Your Conference Is Boring. But It Doesn’t Have To Be.

Picture this: You’re sitting in a dark room listening to a presentation, and your eyelids are so heavy they keep closing against your will. You are struggling to keep your eyes open. You look around desperately for the next caffeine hit. Your head hits your chest and you jerk it back up straight and look around sheepishly hoping no one has noticed… 


If you’ve attended a conference recently, I bet this experience sounds familiar to you.


The structure of conferences has stayed the same for years and they tend to go something like this: information session, coffee break, information session, lunch, information session, coffee break, information session and either a reception or dinner or both. Conference planners think they are feeding participants’ minds and bodies, but are they?

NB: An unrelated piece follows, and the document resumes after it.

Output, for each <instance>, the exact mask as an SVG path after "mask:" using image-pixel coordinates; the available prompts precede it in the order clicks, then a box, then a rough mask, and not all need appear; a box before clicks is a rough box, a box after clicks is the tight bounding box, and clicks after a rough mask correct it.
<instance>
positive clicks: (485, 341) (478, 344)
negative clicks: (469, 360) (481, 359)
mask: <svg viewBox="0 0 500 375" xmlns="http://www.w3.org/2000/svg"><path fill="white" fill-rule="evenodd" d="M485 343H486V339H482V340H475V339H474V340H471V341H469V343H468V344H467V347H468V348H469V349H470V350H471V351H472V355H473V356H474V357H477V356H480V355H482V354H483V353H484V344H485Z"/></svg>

It’s time to change the way we design conferences, including everything from food to the schedule and the ways we present information. 


Here are four ways to shake up your next conference:

  1. Spice up your sessions. With so much information at our fingertips, most people have about a ten minute attention span.  Given that most conference sessions are 45-60 minutes, we need to constantly work to keep participants engaged. Reset your audience’s attention span with a video, a demonstration, storytelling, interactive question, or bringing new people out on stage.
  2. Switch things up. Change your conference design to intersperse shorter information sessions with interactive and hands-on learning opportunities. This could include a World Cafe or similar activity where small groups rotate through a series of questions, with each group adding to the solution, sharing ideas, and building on the day’s learnings.
  3. Think outside the conference hall. Include exciting activities like improv comedy or wine tasting that allow participants to have fun and network at the same time. Consider hosting brain date sessions or providing a connection board so that participants can find those with shared interests or common goals for meetups.
  4. Move beyond the sad salad. Food is the largest budget item at most conferences, so it’s worth making sure you are getting the best value. Ditch the traditional conference foods and ask your caterer to try something more Instagram-worthy. Most conference venues will work with you to come up with different options, so don’t be afraid to ask, and don’t just accept the standard offering. 


Conferences are a big expense for an organization and for the participants who attend them.  Let’s shake them up and provide everyone with the best opportunity to learn and network rather than nap.